Some would-be players quite rightly needed to work after months of financial uncertainty; some wavering players might decide that it’s simpler to go off and play golf or dig the bike out.
On the flip side, there’s been an awful lot of time spent inside, and mums and dads may find it easier to negotiate time outside playing cricket.
And what of all those twenty or thirty-something professionals – especially in London – who once were too busy to play because of work or family commitments, but have now moved home to live with mum and dad? They could be tempted to re-join their childhood club.
Clubs will be keen to get a whole season this year. And, though clearly, the matter of fixtures and formats seems trivial at the moment, clubs and leagues will be quietly mulling it over right now, and whatever is chosen will have a considerable impact on the scale of the season.
Players at the top end of clubs tend to be less disposed towards friendly cricket and will be keen to restore the carrot of promotion and relegation, which was put into abeyance in the 2020 half-season. The more weekends that are lost from the season, the chances reduce that leagues and clubs will want to toy with the risks of promotion and relegation at the end of it.
At the bigger clubs, the arrival of expensive overseas players – a debate in itself – will surely depend on the length and structure of the season. There will be some tricky club and league AGMs taking place to discuss these issues over Zoom in the next couple of months.
I’m one of the people who, once this has all passed, doesn’t want to lose the traditional provision of teas, although I recognise the effort involved these days, and the costs upwards of £75 a day.
I’m sure most players would readily accept a second season of bringing your own tea if the vaccine has not been safely rolled out among enough of the population.
Changing and showering at home wasn’t too arduous either, even after a particularly stinking hot day. These are relatively small sacrifices, if not ideal in normal times.
And that’s before we even think about youth cricket. Last year the colts season – usually starting in April and finishing by the end of July – had to be delayed until restrictions were lifted, and instead ran through the school holidays. While some families did get away for a break, meaning there were some problems raising teams in August, for the most part where colts leagues were run it was a resounding success.
What sort of schedule will be possible this summer?
One club chairman told me: "So many parents came up to us and said they were so grateful that we managed to get the season on. Because most kids arrive with their parents, transport wasn’t an issue.
"More than anything though, some had their kids cooped up at home for weeks and weeks on end, and while it might have been a novelty at the start, they were experiencing problems getting their kids out of bed or getting them to do anything. And if they were an only child they might hardly have seen another young person in the flesh.

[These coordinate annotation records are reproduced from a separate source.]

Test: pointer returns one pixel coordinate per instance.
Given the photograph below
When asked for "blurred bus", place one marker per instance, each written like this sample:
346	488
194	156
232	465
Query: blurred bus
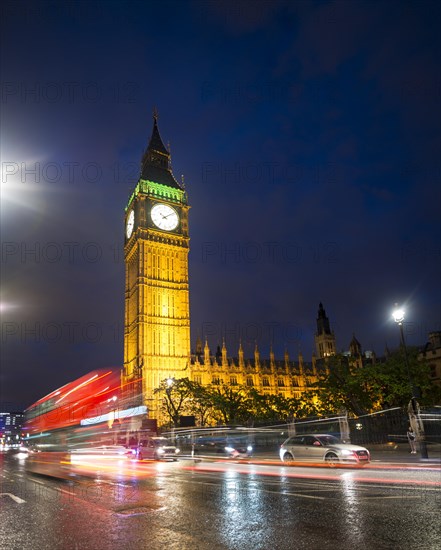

"That, and the exercise aspect, makes you think – before we even start to think about the cricket – that we’ve been part of a social good."
Think about that, and then consider what position we could be in after months of children at home since December until the early spring, or even longer.
The plans are currently for both the ECB youth programmes – All Stars Cricket and Dynamos – to go ahead this year; so too, I understand, for Chance to Shine’s in-classroom activities.
We don’t yet know what kind of recreational cricket season we will get, but after the grim times we have endured, with a decent run of time and weather it could be remembered more fondly than any other. So let’s be ready.